Global demand was at an all time high and America certainly was one of a few
nations who could provide the goods necessary for rebuilding.

However I think we cannot ignore the fact that America itself was expanding.
Demand within America was increasingly fueling GDP as our war-time
infrastructure was converted to build materials for homes, highways and
specifically cars. These industries are now mostly being reimagined off of
American shores. The world is certainly getting tougher for American
industries but I believe there is enough demand that exists within America
that we could support ourselves more with "Made In America" goods than what we
currently do.

I have read adding tariffs to some goods made offshore by companies
incorporated in America could help out our economy, thus preventing the flight
of corporations and capital outside of American soil. America still throws a
lot of weight around regarding global demand so if we can force American
corporations to stay in America by tariffing goods they make offshore, I think
we could effectively keep jobs here, thus generating stronger demand.

------
6stringmerc
_...widening inequality is a very long-term trend, one that has been decades
in the making...the effects of monetary policy on inequality are almost
certainly modest and transient._

This is totally self-serving historical revisionism.
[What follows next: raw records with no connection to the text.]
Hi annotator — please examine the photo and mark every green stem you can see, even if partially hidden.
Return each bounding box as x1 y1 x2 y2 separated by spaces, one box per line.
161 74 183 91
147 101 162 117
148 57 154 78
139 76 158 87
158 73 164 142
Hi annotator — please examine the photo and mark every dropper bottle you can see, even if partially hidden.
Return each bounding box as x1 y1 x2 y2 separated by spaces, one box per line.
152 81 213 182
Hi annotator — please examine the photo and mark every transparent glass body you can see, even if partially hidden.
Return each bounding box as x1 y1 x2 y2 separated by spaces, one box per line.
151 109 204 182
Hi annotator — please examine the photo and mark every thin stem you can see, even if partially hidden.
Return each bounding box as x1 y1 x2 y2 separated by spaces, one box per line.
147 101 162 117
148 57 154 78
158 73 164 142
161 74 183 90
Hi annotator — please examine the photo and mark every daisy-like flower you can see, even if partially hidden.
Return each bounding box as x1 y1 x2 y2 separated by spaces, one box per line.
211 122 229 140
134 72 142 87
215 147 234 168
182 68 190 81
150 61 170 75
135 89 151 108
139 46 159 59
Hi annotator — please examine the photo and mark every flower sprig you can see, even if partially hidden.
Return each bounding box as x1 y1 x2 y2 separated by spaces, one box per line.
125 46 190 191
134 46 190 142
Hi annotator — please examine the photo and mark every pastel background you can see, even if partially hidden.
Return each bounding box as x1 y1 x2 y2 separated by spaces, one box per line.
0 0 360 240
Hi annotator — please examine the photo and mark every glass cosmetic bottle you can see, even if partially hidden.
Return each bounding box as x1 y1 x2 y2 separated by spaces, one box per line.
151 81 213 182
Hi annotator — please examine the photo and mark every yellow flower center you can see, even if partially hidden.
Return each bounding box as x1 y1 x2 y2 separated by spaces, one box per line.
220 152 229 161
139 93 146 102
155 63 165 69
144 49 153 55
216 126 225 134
The Federal Reserve
played a significant role in the Dot Com bubble, in the Housing Bubble, and in
bailing out Too Big To Fail banks when there was a genuine chance for a much-
needed reckoning. To think such a powerful "monetary policy" figure such as
Greenspan or Bernanke would deny that their actions had anything but positive
outcomes is utterly preposterous. Both did extensive damage to the middle-
class, and Yellen is simply continuing the abhorrent tradition set by her
predecessors.